Let us rewrite the equations as follows:

\begin{array}{|lll|} y & =&2x+1 \\ y & =&-3x+4 \end{array}

Now, one way to solve this system is to write

2x+1 =y = -3x+4

thus to find $x$ we have to solve the equation

2x+1 = -3x+4

We could do that, and would find again $x=0.6$ and inserting this value in one of the equations for $y$ , say $y=2\cdot 0.6+1=2.2$ , we get $y=2.2$ . But the point we want to make here is a different one. Forget for the moment about solving system of linear equations, and lets go back to finding the point of intersection, let's call it $S$ , between the two functions

\begin{array}{lll} f(x)&=2x+1\\ g(x)&=-3x+4 \end{array}

To find the $x$ -coordinate of $S$ , we have to find an $x$ such that

f(x)=g(x)

2x+1=-3x+4

Observe that we solve exactly the same equation as above, so $x=0.6$ , and the $y$ -coordinate is $f(0.6)=2\cdot 0.6+1 = 2.2$ .

In other words:

Theorem 1

The solution of a system of two linear equations (with two unknowns) is the point of intersection between two straight lines.

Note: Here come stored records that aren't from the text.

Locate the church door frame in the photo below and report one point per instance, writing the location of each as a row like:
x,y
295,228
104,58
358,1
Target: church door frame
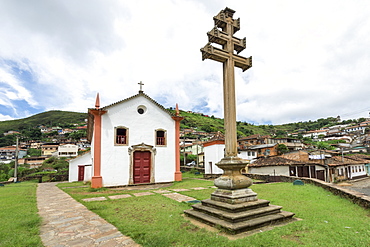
x,y
81,173
142,148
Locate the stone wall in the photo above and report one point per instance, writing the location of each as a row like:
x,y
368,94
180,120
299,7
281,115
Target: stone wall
x,y
354,196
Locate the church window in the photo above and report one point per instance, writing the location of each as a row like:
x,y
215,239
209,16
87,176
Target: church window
x,y
160,137
121,136
141,109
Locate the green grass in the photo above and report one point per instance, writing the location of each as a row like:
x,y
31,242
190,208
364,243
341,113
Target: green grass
x,y
19,225
156,220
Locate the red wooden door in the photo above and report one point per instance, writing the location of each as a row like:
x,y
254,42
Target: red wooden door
x,y
81,173
142,167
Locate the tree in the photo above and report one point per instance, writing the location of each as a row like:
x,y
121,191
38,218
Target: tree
x,y
282,148
34,152
77,135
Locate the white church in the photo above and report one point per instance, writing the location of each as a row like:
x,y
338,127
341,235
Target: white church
x,y
133,141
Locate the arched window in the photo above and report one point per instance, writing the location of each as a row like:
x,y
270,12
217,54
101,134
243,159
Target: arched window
x,y
160,137
121,136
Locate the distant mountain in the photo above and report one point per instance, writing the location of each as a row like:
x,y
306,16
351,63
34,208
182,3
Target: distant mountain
x,y
50,118
197,121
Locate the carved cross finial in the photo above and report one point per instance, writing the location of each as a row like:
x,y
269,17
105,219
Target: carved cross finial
x,y
97,102
141,86
177,110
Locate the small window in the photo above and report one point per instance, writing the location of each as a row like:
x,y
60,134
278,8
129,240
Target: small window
x,y
141,109
121,136
160,137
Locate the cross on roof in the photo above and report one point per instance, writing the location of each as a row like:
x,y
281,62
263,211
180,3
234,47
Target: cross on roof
x,y
141,86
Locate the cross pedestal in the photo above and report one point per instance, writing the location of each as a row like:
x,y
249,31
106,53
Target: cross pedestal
x,y
233,206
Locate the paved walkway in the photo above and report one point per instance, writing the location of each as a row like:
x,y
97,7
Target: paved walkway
x,y
68,223
360,185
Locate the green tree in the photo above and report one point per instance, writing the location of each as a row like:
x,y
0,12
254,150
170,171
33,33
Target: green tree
x,y
77,135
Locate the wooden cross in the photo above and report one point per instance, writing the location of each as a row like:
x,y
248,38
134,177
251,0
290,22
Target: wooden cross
x,y
222,34
141,86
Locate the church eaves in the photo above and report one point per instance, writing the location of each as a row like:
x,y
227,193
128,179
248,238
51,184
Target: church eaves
x,y
140,94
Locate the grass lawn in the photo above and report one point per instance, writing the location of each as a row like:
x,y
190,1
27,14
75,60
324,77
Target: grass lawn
x,y
156,220
19,225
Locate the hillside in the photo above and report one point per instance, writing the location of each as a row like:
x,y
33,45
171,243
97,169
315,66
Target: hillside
x,y
197,121
50,118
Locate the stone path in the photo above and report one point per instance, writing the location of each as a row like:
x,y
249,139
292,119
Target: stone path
x,y
171,193
361,185
69,223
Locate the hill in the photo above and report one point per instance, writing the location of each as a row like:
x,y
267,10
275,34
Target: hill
x,y
49,119
197,121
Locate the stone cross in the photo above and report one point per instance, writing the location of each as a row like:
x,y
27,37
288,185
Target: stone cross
x,y
222,34
141,86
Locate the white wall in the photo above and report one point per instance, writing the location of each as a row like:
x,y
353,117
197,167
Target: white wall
x,y
115,160
244,155
213,154
85,160
357,170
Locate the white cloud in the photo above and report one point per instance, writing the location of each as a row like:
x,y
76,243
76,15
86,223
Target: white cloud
x,y
310,58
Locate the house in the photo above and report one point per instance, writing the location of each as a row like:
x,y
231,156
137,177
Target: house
x,y
346,167
67,150
277,166
48,149
80,168
35,162
133,141
11,132
314,134
356,128
252,140
291,143
214,151
8,154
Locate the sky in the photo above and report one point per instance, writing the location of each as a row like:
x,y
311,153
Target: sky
x,y
311,59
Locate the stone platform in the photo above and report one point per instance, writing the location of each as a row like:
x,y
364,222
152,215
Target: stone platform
x,y
240,217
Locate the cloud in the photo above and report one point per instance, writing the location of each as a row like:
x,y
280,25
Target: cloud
x,y
309,62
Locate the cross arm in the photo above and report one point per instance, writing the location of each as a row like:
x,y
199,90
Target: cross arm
x,y
219,55
221,20
219,37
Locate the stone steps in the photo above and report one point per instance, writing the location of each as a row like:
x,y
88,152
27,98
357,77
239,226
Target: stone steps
x,y
235,207
242,226
238,218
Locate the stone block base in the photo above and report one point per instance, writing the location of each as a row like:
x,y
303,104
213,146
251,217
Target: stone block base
x,y
234,196
238,211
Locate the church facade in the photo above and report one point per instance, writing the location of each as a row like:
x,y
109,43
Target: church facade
x,y
134,141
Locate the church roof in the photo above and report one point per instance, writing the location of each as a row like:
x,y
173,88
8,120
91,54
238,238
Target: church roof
x,y
140,94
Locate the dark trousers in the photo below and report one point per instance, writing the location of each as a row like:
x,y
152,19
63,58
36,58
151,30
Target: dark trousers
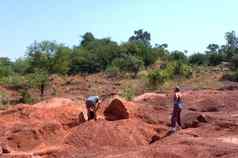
x,y
91,111
176,117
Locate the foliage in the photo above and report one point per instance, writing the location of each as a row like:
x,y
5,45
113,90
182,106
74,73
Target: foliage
x,y
26,98
39,79
61,61
158,77
14,81
198,59
215,59
234,61
232,76
141,36
21,66
178,56
5,67
112,71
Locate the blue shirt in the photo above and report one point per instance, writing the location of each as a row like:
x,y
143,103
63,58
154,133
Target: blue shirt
x,y
93,99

Thus, a system of linear equations has exactly one solution (if the lines intersect), infinitely many solutions (if the lines overlap), and no solution (if the lines are parallel).

Exercise 4

Determine the number of solutions of systems 2 and 3 by investing if the corresponding straight lines are intersecting, parallel or overlapping.

Solution

For system 2

$y=2x+1=f(x)$ and $y=2x+1=g(x)$ . So the straight lines (the graphs of $f$ and $g$ ) are overlapping. So there are infinitely many solutions (all points on the line $f$ ). One solution, for example, is $x=0$ and $y=f(0)=2\cdot 0+1=1$ . Another one is $x=1$ and $y=f(1)=2\cdot 1+1=3$ , and so on.

For system 3

$y=2x+1=f(x)$ and $y=2x+0.5=g(x)$ . So the straight lines (the graphs of $f$ and $g$ ) are parallel but not overlapping (they have the same slope but different $y$ -intercepts). So there is no solution.